Southern Africa has been slow to utilise its ample groundwater resources. Despite offering a more reliable alternative to increasingly erratic rainfall and over-exploited rivers and lakes, for example, groundwater accounts for only one per cent of the water used in the region’s irrigation systems.
This represents a lost opportunity. A sustainable groundwater strategy that closely monitors extraction rates could offer a lifeline for communities already struggling with the effects of climate change, providing a much-needed stimulus for local economies, strengthening food security and enhancing climate resilience.
With inputs such as drought-tolerant seeds and crop varieties, and the application of practices such as inter-cropping and conservation agriculture, the additional water would drive higher productivity, boost crop yields and accelerate the shift to climate-smart agriculture.

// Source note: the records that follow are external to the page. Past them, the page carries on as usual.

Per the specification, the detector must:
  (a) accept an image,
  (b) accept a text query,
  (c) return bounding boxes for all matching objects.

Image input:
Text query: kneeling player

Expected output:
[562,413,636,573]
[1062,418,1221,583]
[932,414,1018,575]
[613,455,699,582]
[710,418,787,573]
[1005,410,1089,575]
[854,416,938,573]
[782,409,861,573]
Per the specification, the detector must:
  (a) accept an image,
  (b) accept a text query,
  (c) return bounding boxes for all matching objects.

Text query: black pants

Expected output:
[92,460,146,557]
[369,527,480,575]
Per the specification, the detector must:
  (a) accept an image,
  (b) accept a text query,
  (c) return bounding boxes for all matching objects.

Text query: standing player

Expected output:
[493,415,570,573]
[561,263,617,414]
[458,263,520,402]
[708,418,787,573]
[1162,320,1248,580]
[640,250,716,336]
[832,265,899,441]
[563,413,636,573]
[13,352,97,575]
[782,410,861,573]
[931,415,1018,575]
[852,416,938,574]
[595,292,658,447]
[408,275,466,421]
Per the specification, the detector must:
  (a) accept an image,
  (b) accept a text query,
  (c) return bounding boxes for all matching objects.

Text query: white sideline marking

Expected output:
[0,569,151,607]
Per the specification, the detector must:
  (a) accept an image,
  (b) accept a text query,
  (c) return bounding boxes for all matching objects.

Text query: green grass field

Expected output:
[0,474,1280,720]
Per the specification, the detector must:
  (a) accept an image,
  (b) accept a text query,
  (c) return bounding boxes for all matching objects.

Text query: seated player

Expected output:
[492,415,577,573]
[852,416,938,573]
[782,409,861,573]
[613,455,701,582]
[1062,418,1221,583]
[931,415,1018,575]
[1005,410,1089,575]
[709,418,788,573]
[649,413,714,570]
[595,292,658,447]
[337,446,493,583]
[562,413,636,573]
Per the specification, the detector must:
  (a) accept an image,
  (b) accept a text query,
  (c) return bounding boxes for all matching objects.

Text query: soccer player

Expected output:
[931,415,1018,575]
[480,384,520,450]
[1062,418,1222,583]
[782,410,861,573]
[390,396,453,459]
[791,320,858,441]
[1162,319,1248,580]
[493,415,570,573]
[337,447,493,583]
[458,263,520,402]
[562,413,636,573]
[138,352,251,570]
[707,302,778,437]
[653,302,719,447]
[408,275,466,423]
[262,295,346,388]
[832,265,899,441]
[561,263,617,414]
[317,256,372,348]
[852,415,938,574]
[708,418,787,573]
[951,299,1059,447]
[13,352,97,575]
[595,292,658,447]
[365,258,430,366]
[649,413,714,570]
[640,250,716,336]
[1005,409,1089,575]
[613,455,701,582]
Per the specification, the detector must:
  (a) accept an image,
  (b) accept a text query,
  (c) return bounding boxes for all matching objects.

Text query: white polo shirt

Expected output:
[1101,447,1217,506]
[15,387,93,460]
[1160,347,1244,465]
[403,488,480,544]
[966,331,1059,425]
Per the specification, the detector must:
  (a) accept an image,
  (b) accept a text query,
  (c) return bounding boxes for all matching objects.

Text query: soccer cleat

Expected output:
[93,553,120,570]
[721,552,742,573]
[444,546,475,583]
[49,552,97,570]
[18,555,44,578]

Unfortunately, Southern Africa’s groundwater is not easily accessed, particularly for the region’s smallholder farmers, who may lack the finance to invest in the necessary technologies and have only limited exposure to relevant knowledge and information.
There is also the challenge posed by over-exploitation. Planners are keen to avoid the experience of North Africa where overexploitation – caused by price incentives and the provision of cheap energy to power water pumps – has depleted aquifers or caused widespread seawater intrusion.
Implementing a sustainable strategy
CRIDF selects, manages and implements groundwater infrastructure projects that help its partners to avoid these past mistakes. Currently, for instance, it is considering production boreholes in the Limpopo Basin, which will provide monitoring data to inform regional modelling systems.
One of the Basin’s three major aquifers – the Tuli-Karoo – has been identified as a potential water source for a new water supply scheme for communities and travellers at the Beitbridge–Musina border area between South Africa and Zimbabwe, which will help to significantly reduce the risk of disease transmission.
However, sustainably utilising groundwater in Southern Africa at scale requires additional funding: to properly map the region’s aquifers, scale-up the promotion and dissemination of suitable infrastructure such as producing and monitoring boreholes, and strategically target value for money investments.
As a result, CRIDF is working with its partner, the Groundwater Management Institute (GMI), which operates under the strategic guidance of the Southern African Development Community (SADC), to enhance the organisation’s compliance with major donors and help it secure additional financing to deliver a region-wide groundwater utilisation programme.
Hosted by the University of the Free State in Bloemfontein, South Africa, SADC GMI promotes sustainable groundwater management throughout Southern Africa, targeting the region’s 30 transboundary aquifers where no clear regulations currently exist to govern groundwater utilisation.
Although the organisation already receives funding from the Global Environment Facility (GEF) and Cooperation in International Waters in Africa (CIWA) (through the World Bank) to implement the ‘Sustainable Groundwater Management in SADC Member States’ project, it needs to mobilise additional funds to expand its activities and reach.
CRIDF assessed a range of potential climate funders and determined the most appropriate for SADC GMI, reflecting on their funding and geographical priorities. The assessment determined the organisation’s current level of eligibility, identified the actions needed to strengthen its compliance, and provided a ‘gap analysis’ that compared SADC GMI organisational documents with those of international development funders. Specific attention was paid to the Adaptation Fund and SADC GMI is now implementing the recommendations to attract additional climate financing.
By promoting the sustainable utilisation of Southern Africa’s groundwater resources, SADC GMI is effectively helping the region shift towards a more comprehensive water strategy that encompasses both surface and groundwater. Crucially, it will address increasing pressures on the region’s rapidly depleting lakes and rivers, and by enhancing access to another source of water, protect communities from the negative impacts of climate change.